Manga of the past and present come together at a show that celebrates the work of Japanese master Katsushika Hokusai
Manga of the past and present come together at a show that celebrates the work of Japanese master Katsushika Hokusai
The traveling exhibition Manga Hokusai is emblematic of manga’s visceral and pictorial storytelling. Organised by the Consulate-General of Japan, Chennai, and ABK-AOTS Dosakai, Tamil Nadu, the artistic work brings together Katsushika Hokusai’s ukiyo-e creatives and contemporary works in the field.
“Today’s manga producers are aware of Hokusai, so there is a dialogue between painters of the past and today’s manga creators who are influenced by them,” says Taga Masayuki, Consul General of Japan, Chennai.
The role of the master in manga is a lot like his famed piece The Great Wave Off Kanagawa, whose waves have gone on to define the meridians of contemporary manga. His body of work holds within its simple lines the convolutions of history, internal contradictions of human nature, comic elements and caricatures. Hokusai has a special collection of 4,000 images in 800 pages, published in 15 volumes popularly known as Hokusai Manga.
Visitors look at the Manga Hokusai Exhibition at Lalit Kala Akademi in Chennai on Tuesday.
| Photo Credit: VELANKANNI RAJ
Inoue Miyuki, Researcher/Adviser at the Culture and Information Section remarked that, “Manga is more like a cultural reading, more fun but Hokusai is more artistic. Manga is a comic strip of people but Hokusai is an artist who also draws Manga.”
The exhibition features original works by contemporary manga artists such as Shiriagari Kotobuki, Yokoyama Yuichi, Nishijima Daisuke, Igarashi Daisuke, Okadaya Tetuzoh, Ichikawa Haruka and KYO Machiko. Manga artists from different periods also find place. Uagawa Kuniyoshi, Oei (the master’s daughter), Suguira Hinako, Sakura Sawa, Okadaya Tetuzoh, Saeki Konosuke and Kamimura Kazuo, amongst others, are on display.
Utagawa Kunisada’s The Story of Of Usa and her Lover Tokubee is vibrant and colourful and has Japanese inscriptions along its length and breadth. It is imbued with delicate and expressive emotions of four kimono-clad women who adorn the piece. The complexity of their feelings can only be felt in silence.

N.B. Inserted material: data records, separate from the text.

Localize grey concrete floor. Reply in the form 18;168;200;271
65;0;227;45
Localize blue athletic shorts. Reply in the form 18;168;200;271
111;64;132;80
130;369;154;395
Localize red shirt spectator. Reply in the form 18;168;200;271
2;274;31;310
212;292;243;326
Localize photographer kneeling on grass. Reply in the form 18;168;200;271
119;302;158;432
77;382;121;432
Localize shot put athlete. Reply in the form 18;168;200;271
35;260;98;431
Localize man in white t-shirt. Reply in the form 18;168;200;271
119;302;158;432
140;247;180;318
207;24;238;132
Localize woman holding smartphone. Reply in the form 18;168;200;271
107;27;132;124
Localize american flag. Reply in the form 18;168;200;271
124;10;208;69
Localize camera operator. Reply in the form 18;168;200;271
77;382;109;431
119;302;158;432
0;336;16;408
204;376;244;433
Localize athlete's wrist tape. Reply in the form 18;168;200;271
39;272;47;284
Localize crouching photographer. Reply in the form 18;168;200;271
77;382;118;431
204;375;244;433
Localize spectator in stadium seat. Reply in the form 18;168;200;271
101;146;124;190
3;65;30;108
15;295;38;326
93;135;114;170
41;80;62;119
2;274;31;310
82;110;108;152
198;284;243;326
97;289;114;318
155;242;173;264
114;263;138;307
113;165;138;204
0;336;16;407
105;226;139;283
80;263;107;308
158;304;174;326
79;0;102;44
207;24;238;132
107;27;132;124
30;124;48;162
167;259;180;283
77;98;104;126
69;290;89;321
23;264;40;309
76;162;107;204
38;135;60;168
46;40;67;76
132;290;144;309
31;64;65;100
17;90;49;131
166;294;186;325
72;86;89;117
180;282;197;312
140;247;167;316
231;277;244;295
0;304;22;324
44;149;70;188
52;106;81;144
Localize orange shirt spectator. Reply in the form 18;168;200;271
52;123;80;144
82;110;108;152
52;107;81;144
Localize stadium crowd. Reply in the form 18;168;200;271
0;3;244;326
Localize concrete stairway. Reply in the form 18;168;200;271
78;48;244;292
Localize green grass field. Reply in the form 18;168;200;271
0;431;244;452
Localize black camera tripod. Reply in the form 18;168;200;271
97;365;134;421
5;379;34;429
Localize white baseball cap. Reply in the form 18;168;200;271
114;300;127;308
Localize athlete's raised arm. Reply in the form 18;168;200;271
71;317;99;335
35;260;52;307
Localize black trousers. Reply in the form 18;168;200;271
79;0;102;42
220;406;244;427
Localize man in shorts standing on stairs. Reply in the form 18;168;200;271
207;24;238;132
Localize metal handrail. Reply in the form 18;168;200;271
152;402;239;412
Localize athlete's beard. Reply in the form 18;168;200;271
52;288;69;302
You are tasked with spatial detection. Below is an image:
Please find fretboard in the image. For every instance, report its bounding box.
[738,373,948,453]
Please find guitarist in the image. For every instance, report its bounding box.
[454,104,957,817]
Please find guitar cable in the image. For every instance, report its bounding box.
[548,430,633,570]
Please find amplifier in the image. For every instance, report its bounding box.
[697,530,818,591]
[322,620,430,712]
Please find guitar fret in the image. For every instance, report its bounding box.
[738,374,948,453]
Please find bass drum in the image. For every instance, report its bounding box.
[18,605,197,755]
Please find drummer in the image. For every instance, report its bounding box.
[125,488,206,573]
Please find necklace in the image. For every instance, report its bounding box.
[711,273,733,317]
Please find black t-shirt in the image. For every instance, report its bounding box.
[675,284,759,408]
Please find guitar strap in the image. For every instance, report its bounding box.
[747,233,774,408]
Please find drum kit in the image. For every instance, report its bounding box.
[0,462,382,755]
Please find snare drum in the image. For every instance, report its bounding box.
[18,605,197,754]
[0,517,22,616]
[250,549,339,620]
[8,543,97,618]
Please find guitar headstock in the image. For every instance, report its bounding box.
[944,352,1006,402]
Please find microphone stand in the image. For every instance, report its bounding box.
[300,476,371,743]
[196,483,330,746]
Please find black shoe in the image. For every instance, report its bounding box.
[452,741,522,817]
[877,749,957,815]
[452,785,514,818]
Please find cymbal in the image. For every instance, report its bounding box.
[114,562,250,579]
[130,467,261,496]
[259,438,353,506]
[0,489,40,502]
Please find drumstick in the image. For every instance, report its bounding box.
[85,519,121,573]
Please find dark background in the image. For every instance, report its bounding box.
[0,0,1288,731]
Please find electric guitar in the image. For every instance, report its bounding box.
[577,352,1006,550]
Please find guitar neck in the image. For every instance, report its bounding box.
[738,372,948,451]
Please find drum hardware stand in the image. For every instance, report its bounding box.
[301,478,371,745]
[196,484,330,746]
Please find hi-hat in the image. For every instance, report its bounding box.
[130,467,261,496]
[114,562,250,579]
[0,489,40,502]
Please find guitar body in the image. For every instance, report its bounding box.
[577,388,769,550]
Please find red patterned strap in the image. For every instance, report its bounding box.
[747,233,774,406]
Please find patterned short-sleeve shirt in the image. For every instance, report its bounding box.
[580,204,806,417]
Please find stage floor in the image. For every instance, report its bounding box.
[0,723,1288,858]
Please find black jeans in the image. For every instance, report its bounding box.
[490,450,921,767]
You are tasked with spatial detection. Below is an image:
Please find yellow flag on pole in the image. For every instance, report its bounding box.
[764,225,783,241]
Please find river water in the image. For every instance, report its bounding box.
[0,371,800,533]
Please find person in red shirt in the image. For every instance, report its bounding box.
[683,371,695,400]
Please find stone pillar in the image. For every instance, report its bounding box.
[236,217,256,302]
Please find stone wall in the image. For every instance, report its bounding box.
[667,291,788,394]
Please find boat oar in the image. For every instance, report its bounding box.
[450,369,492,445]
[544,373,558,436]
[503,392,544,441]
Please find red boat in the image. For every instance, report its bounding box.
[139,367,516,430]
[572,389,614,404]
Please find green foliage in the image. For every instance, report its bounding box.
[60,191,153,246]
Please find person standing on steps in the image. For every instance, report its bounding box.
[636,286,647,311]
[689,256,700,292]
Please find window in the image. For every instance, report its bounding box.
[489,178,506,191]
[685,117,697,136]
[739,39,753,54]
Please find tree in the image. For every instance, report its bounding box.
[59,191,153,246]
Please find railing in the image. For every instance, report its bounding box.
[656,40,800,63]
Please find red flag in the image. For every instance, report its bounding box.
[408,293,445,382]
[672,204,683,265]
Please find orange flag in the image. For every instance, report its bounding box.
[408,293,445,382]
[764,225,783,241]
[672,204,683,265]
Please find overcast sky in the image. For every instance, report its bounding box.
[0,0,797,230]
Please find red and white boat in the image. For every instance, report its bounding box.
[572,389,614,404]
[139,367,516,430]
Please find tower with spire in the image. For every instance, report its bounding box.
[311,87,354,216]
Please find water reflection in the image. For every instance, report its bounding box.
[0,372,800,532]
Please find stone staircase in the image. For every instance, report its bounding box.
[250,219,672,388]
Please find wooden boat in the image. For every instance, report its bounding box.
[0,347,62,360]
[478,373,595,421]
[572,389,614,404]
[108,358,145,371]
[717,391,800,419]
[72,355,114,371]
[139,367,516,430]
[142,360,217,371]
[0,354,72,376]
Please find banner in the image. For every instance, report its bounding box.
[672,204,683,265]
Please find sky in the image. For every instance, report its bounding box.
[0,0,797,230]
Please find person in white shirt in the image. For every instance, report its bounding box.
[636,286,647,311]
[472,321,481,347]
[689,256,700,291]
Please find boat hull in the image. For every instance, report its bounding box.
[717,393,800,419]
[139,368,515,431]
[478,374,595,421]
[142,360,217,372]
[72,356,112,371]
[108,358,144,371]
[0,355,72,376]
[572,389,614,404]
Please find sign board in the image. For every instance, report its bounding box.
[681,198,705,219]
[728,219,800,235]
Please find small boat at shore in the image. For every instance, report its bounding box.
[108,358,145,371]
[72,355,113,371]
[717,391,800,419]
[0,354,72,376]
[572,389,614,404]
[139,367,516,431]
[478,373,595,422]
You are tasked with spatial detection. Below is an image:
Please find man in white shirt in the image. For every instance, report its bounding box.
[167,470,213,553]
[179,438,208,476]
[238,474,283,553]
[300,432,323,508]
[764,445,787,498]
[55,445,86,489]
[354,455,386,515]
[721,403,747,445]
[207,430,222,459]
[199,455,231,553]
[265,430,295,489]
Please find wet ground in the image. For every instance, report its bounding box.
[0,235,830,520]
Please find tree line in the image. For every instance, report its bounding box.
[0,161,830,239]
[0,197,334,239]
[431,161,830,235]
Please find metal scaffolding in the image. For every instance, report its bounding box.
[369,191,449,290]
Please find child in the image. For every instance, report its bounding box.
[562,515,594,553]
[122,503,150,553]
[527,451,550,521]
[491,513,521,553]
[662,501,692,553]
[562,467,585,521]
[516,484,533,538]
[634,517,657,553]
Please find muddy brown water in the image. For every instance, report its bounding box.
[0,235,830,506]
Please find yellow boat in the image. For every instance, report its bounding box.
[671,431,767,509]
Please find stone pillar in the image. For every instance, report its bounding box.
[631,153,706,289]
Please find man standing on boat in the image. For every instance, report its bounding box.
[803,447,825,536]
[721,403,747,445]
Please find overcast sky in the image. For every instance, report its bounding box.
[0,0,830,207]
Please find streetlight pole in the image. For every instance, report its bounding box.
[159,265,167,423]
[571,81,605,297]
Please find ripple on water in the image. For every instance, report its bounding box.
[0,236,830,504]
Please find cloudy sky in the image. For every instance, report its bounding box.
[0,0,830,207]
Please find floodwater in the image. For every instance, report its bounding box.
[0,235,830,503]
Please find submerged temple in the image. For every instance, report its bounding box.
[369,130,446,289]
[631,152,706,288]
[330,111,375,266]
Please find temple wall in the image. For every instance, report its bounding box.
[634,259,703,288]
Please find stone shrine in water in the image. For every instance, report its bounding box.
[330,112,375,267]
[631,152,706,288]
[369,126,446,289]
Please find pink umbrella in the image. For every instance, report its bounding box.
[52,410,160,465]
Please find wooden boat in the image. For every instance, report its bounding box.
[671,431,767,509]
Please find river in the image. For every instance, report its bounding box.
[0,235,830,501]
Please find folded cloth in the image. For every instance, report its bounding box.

The exhibition offers a breakdown of significant panels, speech balloons and onomatopoeias used in manga comics. For instance, every onomatopoeia employed contains intricate designs, a brocade of emotions distilled in font and presentation. Suzuki Mitsuzaki’s Introduction to Girls Comics is one such piece which ebbs with sound and sizzle.
Contemporary artist KYO Machiko’s Innocent Toys presents a mosaic of everyday activities which produces curious overlaps. A pastiche at best, the piece presents fragments of people and objects which together portray the dizzying worlds that make us and break us.
The exhibition creates a space for the audience to observe the details and the evolving subjects which punctuate the manga of the past and present. It seeks to celebrate the subjects that define the limits of the artform.
Ukiyo-e translates to ‘pictures of the floating world’. Ukiyo-e laid the foundation for the Manga movement in Japan. The tradition was followed by master Hokusai’s The Great Wave off Kanagawa and artist Hiroshige’s The Fifty three Stations of the Tokaido. Manga is a coming together of all that is fragile, whimsical, funny, prosaic and entertaining. It paves a brave and revolutionary artistic inroad into a world that transforms the fleeting into something enduring, abiding and artistic.
Manga Hokusai is on till October 28 at Lalit Kala Akademi, Greams Road.